Jeffrey contempló a la multitud y pensó que era una suerte. Si alguien los seguía, le resultaría sumamente difícil no perderlos entre tanta gente.

El agente viró para salir de la calle principal y pasó por debajo de una pancarta que decía: MANIFESTACIÓN EN LA PLAZA POR LA CATEGORÍA DE ESTADO, 24 DE NOV.

Jeffrey se volvió en su asiento para mirar la calle que dejaban atrás y asegurarse de que nadie los siguiera. Las luces y el ruido empezaron a difuminarse a sus espaldas. Pasaron junto a grupos de personas que se dirigían a toda prisa al centro de la ciudad, luego salieron de Sierra y se adentraron rápidamente en la oscuridad de una carretera angosta. Los árboles llegaban hasta el borde mismo del asfalto, y sus troncos negros parecían bloquear los haces de los faros. En cuestión de minutos, el mundo que los rodeaba parecía haberse vuelto más cercano, estrecho, enmarañado y nudoso. Pasaron junto a varios caminos particulares de casas cuyas luces apenas resultaban visibles en lo más profundo del mundo boscoso en el que se estaban internando. Entonces Jeffrey rompió el silencio.

—Pare el coche. Ahora.

El agente obedeció. Los neumáticos hicieron crujir la grava en el margen de la carretera.

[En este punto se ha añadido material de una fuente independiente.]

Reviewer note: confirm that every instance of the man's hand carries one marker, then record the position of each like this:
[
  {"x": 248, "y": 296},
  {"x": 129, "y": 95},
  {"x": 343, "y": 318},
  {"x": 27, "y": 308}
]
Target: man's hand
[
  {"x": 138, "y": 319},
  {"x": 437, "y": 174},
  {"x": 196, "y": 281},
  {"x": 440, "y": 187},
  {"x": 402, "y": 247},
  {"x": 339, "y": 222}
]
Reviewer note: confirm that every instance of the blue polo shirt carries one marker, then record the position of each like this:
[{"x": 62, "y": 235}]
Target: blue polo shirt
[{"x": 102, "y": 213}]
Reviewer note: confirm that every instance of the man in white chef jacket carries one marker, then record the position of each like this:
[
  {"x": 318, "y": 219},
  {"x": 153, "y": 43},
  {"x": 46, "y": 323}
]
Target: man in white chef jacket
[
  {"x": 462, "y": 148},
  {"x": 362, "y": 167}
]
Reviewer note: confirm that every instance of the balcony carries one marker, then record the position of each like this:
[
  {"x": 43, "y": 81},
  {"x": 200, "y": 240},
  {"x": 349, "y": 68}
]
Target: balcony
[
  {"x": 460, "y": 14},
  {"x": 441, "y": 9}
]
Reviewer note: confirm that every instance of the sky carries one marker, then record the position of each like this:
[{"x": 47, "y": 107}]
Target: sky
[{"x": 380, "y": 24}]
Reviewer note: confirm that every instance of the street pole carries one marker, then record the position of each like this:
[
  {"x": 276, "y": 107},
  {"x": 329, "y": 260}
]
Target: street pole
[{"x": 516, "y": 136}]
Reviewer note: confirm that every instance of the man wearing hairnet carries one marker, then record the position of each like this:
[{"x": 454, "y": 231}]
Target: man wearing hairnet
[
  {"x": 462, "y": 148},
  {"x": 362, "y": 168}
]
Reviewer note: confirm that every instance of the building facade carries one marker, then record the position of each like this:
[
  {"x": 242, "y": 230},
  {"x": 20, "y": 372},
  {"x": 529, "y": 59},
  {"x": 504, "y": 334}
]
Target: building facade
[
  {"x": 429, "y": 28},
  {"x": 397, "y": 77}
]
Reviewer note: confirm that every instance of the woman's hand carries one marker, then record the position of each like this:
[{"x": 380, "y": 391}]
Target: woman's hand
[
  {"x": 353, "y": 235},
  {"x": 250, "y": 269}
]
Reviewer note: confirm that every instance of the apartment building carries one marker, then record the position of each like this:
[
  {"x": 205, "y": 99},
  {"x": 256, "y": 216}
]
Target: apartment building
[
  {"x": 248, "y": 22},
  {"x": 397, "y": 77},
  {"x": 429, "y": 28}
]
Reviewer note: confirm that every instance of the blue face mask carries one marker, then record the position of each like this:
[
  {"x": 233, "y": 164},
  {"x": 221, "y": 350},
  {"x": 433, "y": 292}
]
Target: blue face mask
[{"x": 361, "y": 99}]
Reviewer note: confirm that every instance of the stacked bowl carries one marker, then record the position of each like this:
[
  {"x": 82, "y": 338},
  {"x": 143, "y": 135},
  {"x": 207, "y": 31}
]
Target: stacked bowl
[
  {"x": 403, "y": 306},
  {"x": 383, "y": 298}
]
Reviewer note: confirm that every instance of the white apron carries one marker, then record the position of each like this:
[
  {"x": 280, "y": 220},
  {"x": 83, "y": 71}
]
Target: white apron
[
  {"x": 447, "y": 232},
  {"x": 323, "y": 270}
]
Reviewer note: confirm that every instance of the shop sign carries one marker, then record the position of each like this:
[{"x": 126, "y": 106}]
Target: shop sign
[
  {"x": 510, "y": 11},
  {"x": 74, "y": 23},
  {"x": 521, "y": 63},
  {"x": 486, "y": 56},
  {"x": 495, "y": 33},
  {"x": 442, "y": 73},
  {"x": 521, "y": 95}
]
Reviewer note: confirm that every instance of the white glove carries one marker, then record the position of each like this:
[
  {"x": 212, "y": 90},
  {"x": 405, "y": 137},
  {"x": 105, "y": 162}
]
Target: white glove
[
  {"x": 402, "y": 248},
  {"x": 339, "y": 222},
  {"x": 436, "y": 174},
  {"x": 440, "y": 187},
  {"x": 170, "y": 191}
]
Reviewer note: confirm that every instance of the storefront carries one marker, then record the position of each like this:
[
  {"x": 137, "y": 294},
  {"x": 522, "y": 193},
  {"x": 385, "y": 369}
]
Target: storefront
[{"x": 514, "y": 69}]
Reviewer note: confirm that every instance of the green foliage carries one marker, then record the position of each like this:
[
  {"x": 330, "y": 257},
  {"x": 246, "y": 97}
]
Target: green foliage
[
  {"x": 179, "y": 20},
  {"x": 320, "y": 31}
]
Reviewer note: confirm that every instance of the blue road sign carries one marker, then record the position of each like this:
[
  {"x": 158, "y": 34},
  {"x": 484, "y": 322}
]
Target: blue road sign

Jeffrey tenía la pistola en la mano.

—Todos abajo —dijo.

El agente vaciló, luego posó la vista en el arma. Se desabrochó el cinturón de seguridad y se apeó.

Jeffrey hizo lo mismo. Respiró hondo, echó un vistazo a la calzada como para intentar ver más allá del límite de los faros y se volvió hacia atrás.